Having read the blog I think that is what he/she is saying. The church has to get back to or better yet never loose the real reason we are here. To spread the gospel message and to grow up strong bible believing Christians.

I have been in churches that have gone down the road of trying to be the latest thing. It is a sad thing to see the pastoral staff change from shepherds of a flock to managers of a business.
 

Tenchi

Active Member
I have been in churches that have gone down the road of trying to be the latest thing. It is a sad thing to see the pastoral staff change from shepherds of a flock to managers of a business.

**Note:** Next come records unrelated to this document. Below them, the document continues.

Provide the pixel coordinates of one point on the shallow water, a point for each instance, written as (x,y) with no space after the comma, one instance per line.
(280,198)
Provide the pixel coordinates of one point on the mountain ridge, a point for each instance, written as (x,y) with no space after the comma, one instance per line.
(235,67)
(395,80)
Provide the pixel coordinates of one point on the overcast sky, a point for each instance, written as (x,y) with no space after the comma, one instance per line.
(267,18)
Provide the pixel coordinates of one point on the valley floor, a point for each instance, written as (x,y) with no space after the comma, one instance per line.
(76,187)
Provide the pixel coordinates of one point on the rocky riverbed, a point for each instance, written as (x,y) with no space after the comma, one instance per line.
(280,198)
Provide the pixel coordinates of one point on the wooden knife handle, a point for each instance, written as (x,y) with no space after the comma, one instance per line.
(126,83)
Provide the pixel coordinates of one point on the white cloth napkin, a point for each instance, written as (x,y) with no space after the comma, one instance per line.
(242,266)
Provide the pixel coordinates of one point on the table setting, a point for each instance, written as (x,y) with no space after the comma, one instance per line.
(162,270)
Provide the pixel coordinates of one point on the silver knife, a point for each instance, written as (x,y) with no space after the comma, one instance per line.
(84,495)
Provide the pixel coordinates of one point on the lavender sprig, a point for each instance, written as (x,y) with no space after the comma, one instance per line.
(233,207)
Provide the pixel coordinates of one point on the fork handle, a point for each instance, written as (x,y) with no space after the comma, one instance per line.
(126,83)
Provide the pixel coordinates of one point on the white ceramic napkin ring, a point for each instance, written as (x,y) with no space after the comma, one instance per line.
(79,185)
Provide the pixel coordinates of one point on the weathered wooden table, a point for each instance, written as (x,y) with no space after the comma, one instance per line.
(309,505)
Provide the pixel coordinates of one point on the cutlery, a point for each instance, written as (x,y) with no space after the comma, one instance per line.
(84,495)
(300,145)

Having been in the Church for fifty years now (in the Baptist denomination), I've watched many churches diminish and die - more in the last two decades, though, than ever before. If it isn't leadership scandal that has fractured and dissolved these churches, it is a slow migration from a concrete, transformative, daily, personal experience of God. When I speak to believers today of "life in the Spirit," of "walking in the Spirit," they don't really know what I'm talking about - certainly not experientially - and often assume I mean the blasphemous garbage promoted by the WoF/Prosperity Gospel/New Thought/N.A.R. folk. But the Spirit-filled-and-led life is basic Christianity, it's the normal Christian life. That so many professing Christians around me know nothing of this sort of living and have settled instead into what amounts to Boot-Strap Christianity suggests to me that at least one of the primary reasons for the slowly apostasizing Church is an absence of the supernatural life and work of the Holy Spirit in it. And in the absence of the transforming work of the Spirit in the lives of believers, either "sound and fury signifying nothing" has filled the void, or a dry, academic, institutionalized "faith" has formed where expansive knowledge of doctrine and high-level seminary credentials equate to spiritual maturity. In either direction, churches move away from God and, sooner or later, find they are led by men who live in gross, secret sin and constituted of members who don't know what it is to be truly taught, convicted, strengthened, comforted and transformed by the Holy Spirit.
 

Paleouss

Member
Greetings all. Peace to you.

Just my two cents.

Churches have always been founded on evangelism and outreach. That is how they start. They sometimes, maybe even often, loose sight of that. As they grow, there starts to become a pull inward and a reduction of outward focus. This is the death call of the church. That is, when the focus is mostly on trying to keep who is in the pews in the pews and not bringing in those that are not. The church slowly dies.

Christ called us to take it to the world, not keep it on our street.